La propria mano destra reggeva il telefono. La sinistra, invece, era scivolata tra le proprie cosce senza che lui stesso se ne accorgesse.
 
00:55
"Di tutto?"
00:57
"Di tutto. Perché so che lo faresti bene."
00:58
“E che mi rispetteresti. Lo faresti, no?”
01:00
“Certo che lo farei, sei prezioso per me…”
01:02
“Quindi faresti tutto con calma?”
01:03
“Se fossi lì, probabilmente mi prenderei almeno venti minuti per ogni parte del tuo corpo…”
01:04
“E cosa faresti?”
01:05
“Ti bacerei. Tipo, ovunque. Piano, perché secondo me hai un profumo buonissimo e penso che mi perderei su ogni centimetro della tua pelle.”
01:06
“Ti piaccio davvero così tanto?”
01:08
“Ti trovo stupendo, mio Keith… Sono felice da morire per la foto che mi hai mandato, per te vale la pena fare tutto ciò che sto facendo, solo per vederti”
01:08
“Dimmelo ancora.”
01:09
“Che mi piaci?”
01:10
“Sì, per favore.”
01:12
“Mi piaci da morire, Keith. Non mi importa se è stupido, infantile, da pazzi… Mi piaci tantissimo, mi piace tutto di te, voglio solo prenderti e portarti e con me e abbracciarti e baciarti per tutta la vita”
01:12
“Voglio prenderti le guance tra le mani e baciarti con tutta la forza che ho”
01:12
“E levarti quella felpa e dirti che sei bellissimo, perché non mi importa cosa ci sia sotto quella felpa, per me sarà bellissimo”
01:14
“Non sono bellissimo.”
01:14
“Lo sei per me, okay?”
01:17
“Lance?”
01:18
“Sì, Keith?”
01:21
“Voglio che tu sia la mia prima volta.”
 
Lance sbatté le palpebre una, due, cinque volte.
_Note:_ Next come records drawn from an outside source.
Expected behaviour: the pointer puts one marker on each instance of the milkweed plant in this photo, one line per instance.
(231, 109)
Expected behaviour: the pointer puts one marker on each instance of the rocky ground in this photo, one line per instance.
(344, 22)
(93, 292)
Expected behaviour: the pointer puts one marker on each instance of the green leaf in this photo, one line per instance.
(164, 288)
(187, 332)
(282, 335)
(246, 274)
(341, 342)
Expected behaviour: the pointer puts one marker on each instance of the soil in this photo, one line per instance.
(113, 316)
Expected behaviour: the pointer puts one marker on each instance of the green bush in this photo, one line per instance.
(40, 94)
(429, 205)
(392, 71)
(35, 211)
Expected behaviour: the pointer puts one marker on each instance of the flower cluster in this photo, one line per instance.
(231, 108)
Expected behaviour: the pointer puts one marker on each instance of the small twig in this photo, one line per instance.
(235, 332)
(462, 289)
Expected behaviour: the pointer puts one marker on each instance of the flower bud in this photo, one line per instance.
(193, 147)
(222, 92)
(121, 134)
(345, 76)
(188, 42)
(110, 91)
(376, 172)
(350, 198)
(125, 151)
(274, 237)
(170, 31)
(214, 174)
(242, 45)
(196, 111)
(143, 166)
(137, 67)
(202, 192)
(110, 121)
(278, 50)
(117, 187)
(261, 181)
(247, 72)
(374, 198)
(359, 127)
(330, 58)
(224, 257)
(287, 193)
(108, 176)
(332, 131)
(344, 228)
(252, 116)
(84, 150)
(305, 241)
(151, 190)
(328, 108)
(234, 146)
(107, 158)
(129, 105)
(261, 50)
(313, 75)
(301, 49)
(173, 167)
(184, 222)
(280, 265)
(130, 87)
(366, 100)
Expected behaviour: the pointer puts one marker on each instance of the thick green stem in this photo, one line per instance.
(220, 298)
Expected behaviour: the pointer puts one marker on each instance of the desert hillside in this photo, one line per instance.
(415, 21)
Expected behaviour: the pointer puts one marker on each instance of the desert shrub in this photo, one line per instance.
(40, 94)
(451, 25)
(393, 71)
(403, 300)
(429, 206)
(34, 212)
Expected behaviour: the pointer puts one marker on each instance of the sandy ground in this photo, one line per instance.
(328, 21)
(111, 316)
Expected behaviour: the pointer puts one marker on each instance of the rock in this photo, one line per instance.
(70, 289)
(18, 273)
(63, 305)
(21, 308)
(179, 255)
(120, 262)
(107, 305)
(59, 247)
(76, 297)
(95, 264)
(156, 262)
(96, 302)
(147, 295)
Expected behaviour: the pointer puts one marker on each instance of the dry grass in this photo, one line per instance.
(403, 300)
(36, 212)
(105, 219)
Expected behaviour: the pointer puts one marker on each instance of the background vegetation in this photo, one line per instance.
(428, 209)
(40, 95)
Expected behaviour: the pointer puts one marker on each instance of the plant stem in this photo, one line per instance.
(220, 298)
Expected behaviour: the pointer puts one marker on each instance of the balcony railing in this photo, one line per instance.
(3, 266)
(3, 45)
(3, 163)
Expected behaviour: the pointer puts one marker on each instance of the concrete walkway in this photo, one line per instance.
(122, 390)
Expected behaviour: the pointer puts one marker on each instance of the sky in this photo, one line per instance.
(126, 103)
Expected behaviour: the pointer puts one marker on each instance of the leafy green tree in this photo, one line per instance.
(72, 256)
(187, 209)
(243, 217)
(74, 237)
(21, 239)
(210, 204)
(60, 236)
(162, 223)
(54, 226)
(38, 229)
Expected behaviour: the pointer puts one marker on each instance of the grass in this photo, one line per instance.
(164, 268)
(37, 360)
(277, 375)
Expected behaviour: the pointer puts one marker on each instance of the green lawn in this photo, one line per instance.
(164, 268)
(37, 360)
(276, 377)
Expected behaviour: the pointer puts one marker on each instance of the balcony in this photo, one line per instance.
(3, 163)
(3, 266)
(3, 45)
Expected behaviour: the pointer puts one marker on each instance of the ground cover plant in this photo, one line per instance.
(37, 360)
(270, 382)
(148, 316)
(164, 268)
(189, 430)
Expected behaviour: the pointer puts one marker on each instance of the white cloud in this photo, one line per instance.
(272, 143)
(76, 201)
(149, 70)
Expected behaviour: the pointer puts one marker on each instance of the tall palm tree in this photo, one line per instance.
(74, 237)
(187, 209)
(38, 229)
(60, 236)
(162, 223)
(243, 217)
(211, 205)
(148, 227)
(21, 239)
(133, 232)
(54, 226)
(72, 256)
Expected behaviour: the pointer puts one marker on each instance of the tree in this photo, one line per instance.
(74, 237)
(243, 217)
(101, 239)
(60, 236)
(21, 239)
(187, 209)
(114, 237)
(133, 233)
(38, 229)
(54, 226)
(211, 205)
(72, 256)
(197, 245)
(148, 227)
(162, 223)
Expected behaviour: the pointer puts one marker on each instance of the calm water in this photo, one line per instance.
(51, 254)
Sapeva che fosse quello l’ambito del discorso… Ma non si sarebbe mai, mai aspettato di leggere quelle parole da parte di Keith.
E se prima si stava solo sfiorando il corpo con i polpastrelli freschi delle dita, nel leggere quelle parole la propria mano si strinse dove mai avrebbe dovuto stringersi, e un sottile ansimo fuoriuscì dalle proprie labbra, andando ad infrangersi sul cuscino.
 
01:23
“Lo vuoi davvero?”
01:24
“Lance, posso dirti una cosa?”
01:24
“Puoi dirmi tutto quello che vuoi…”
01:27
“Ho voglia di te. Da morire. Non riesco a togliermi il tuo viso dalla testa e… Mi sto sentendo andare a fuoco, te lo giuro. Non mi sono mai sentito così, ma è bellissimo.”
01:28
“Appena sarò più lucido mi vergognerò da morire.”
01:29
“Lance, posso gemere il tuo nome?”
 
Lance non sapeva più come reagire alle parole di Keith. Quando mai gli era accaduta una cosa del genere? Mai, diamine! Mai nessuna ragazza si era dimostrata interessata in quel modo a sé! Qualche ragazzo sì, nelle ultime settimane all’Amarillo… Ma quei ragazzi non erano Keith!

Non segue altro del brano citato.